Я — наверху. Я жду. Я почти не дышу и кровь стучит в моих ушах, так громко. Тихо, только иногда слышен писк летучих мышей, вылетевших на охоту. Проходит время. Кажется, оно застыло, но я знаю, что оно идет.

И вот я слышу легкие шаги. Я прижимаюсь к стене. Шаги легкие и осторожные. Я знаю, что это она, я узнаю ее походку, как узнает шаги хозяина верный пес. Я делаю шаг и входит она. Она тихо подходит к окну и выглядывает наружу. Я не знаю, что сказать, во рту пересохло. Это мой вечный бич — мой голос не слушается меня.

— Рива.

Она вздрагивает и я касаюсь ее руки. Она холодна, как лед.

— Господи, как же я испугалась, — шепчет она и мои руки, которые всегда были умнее хозяина, обнимают ее.

Она дрожит и я закутываю ее в свой плащ. Мы просто стояли у окна. Ее дыхание стало ровным и спокойным. Мы сели на деревянную скамью в углу комнаты. Я взял ее руки в свои.

— Холодные, — тихо сказал я.

— Да, — прошептала она.

Я согрел ее руки своим дыханием...

Мы долго говорили в первую ночь. Вернее, говорила она, а я слушал. Я узнал историю ее жизни, узнал, что яблоки она любит больше всего, что ее любимый цвет голубой, что не любит кошек и боится собак.

Ее родители были ей неизвестны. Она жила с бабушкой до пяти лет. Бабушка была очень старой и доброй. Рива помнила ее неясно, помнила только, что бабушка Нина пекла вкуснейшие пироги с яблоками и пела на ночь песни на незнакомом для девочки языке.

Потом бабушка умерла и маленькая комнатка в полуподвальном помещении, где окна были почти на уровне земли, досталась чужим людям. За Ривой пришел законник и отвел ее в детский приют, откуда ее и забрали в приют для девочек на улице Флёр, где и прошла вся ее жизнь до встречи со мной.

Девочки старшей группы, Рива и еще сорок девушек, жили в одной большой комнате — дортуаре, где у каждой была своя кровать. Все личные вещи Ривы хранились в маленькой прикроватной тумбочке. Жили они по порядку, заведенному раз и навсегда.

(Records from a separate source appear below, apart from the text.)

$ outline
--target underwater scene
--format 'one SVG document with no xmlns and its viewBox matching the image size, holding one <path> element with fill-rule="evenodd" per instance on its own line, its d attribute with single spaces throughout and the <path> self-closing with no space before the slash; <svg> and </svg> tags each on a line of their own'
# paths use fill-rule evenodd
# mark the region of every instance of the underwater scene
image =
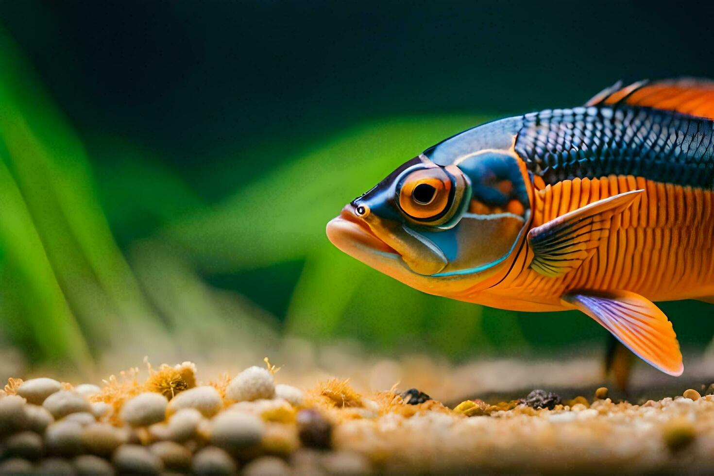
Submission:
<svg viewBox="0 0 714 476">
<path fill-rule="evenodd" d="M 0 475 L 714 469 L 707 12 L 0 12 Z"/>
</svg>

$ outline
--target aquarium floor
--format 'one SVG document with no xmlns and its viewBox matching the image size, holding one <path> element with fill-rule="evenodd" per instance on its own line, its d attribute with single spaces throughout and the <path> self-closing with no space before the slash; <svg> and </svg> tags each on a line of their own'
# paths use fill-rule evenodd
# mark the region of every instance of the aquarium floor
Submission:
<svg viewBox="0 0 714 476">
<path fill-rule="evenodd" d="M 600 388 L 447 405 L 416 389 L 358 393 L 343 380 L 276 385 L 284 371 L 276 370 L 268 365 L 202 383 L 184 363 L 149 368 L 146 378 L 132 370 L 97 387 L 10 379 L 0 397 L 0 474 L 714 470 L 714 395 L 707 391 L 639 405 L 613 401 Z M 147 402 L 132 408 L 134 398 Z"/>
</svg>

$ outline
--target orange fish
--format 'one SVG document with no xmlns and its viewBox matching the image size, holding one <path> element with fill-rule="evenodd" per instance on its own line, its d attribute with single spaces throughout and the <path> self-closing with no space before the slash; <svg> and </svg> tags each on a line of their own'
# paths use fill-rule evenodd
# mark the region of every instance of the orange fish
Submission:
<svg viewBox="0 0 714 476">
<path fill-rule="evenodd" d="M 714 82 L 617 84 L 584 106 L 474 127 L 344 207 L 343 251 L 430 294 L 579 309 L 682 373 L 653 301 L 714 300 Z"/>
</svg>

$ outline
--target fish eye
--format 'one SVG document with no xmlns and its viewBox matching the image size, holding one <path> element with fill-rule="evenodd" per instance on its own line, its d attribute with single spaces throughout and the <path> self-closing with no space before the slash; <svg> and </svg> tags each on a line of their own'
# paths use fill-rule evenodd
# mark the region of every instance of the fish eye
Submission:
<svg viewBox="0 0 714 476">
<path fill-rule="evenodd" d="M 421 205 L 428 205 L 436 196 L 436 188 L 428 183 L 420 183 L 411 193 L 414 201 Z"/>
<path fill-rule="evenodd" d="M 416 171 L 401 184 L 399 206 L 412 218 L 433 218 L 446 210 L 451 191 L 451 180 L 441 168 Z"/>
</svg>

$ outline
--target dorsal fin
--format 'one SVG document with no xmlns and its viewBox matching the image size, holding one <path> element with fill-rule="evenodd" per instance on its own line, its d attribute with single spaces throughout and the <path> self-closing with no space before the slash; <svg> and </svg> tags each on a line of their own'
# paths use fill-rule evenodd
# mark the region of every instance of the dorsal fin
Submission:
<svg viewBox="0 0 714 476">
<path fill-rule="evenodd" d="M 618 83 L 595 95 L 585 106 L 617 103 L 714 119 L 714 81 L 692 78 L 645 80 L 624 87 Z"/>
</svg>

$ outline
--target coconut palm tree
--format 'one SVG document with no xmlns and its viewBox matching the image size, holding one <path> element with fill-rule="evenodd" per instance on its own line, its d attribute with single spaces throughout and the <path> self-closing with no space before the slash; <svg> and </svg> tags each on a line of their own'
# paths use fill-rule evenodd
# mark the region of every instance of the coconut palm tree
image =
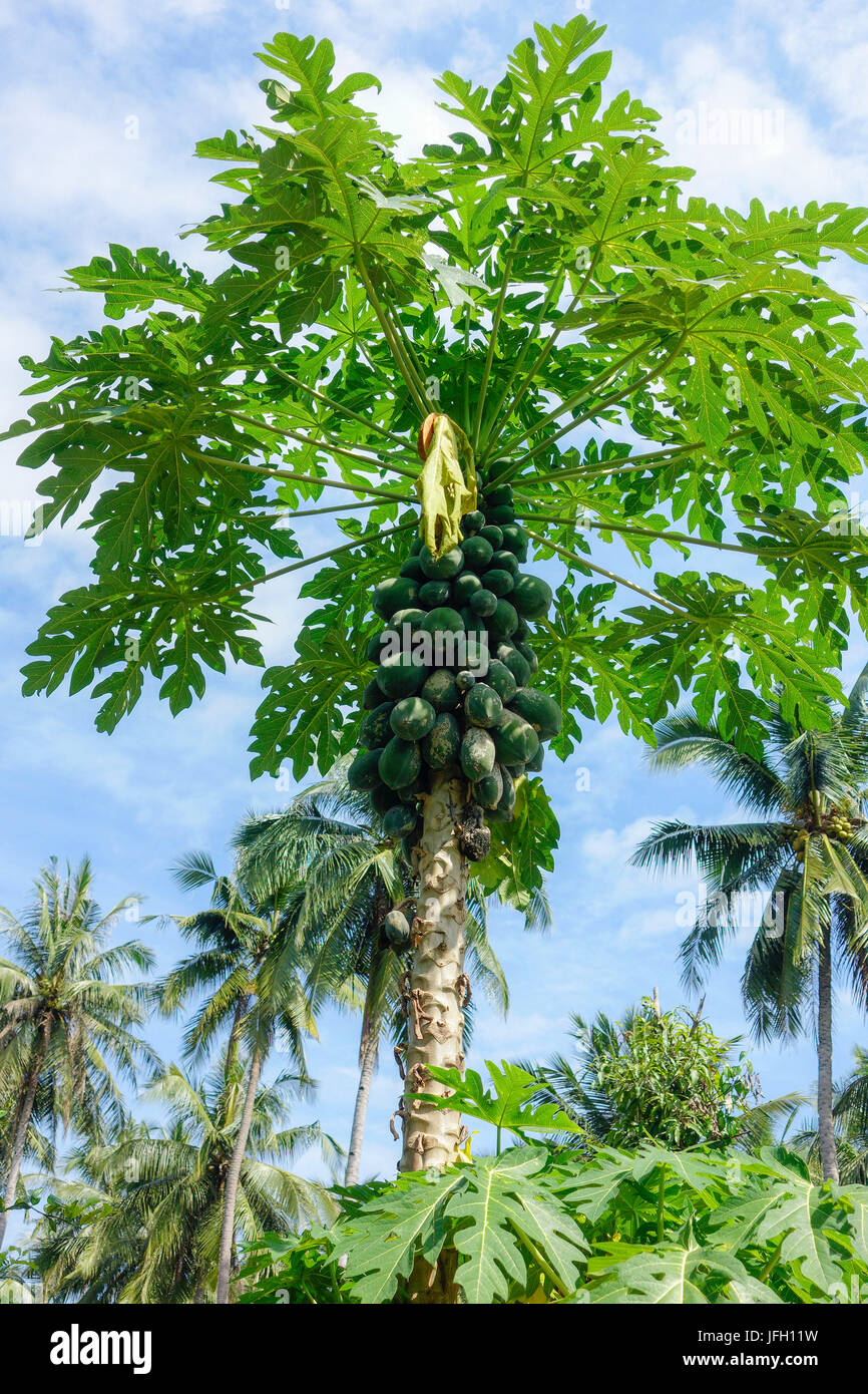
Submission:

Утром поднимались в шесть часов, наводили порядок у себя в комнате, приводили в порядок себя, потом завтракали, работали до обеда, после обеда снова работали до ужина, а потом в девять часов они ложились спать. Работали они на кухне, готовили еду, мыли посуду, работали в саду, работали в швейной мастерской, в прачечной. Они делали всю работу по дому, их учили делать это потому, что всех девушек после приюта отправляли в Верхний Город, в дома богатых людей.

Жили они действительно, почти как в тюрьме. Строгий распорядок дня, работа под присмотром и почти никаких контактов с внешним миром. Девочек выводили в город только для того, чтобы повести в церковь. В такой день я и встретил Риву.

Помню, как на первом свидании она положила голову мне на плечо. Это было очень естественно и легко, как прикосновение крыла бабочки к щеке. По этому жесту можно судить о степени доверия Ривы ко мне. Ей было четырнадцать и она никогда не встречалась с мальчиками. Это было запрещено.

Что же касается меня...

Когда ее голова удобно устроилась на моем плече, я ощутил прилив нежности. Как будто бы маленький ребенок доверился мне, и она казалась мне тогда маленькой девочкой, в снах которой не бывает страха и боли. Мне хотелось прижать ее к груди и никогда не отпускать. Мне захотелось укрыть ее от всего мира, чтобы черные тени, которых я всегда так хорошо знал и боялся, не тянули к ней свои скрюченные злобой пальцы. Я хотел защитить ее от всех и от всего.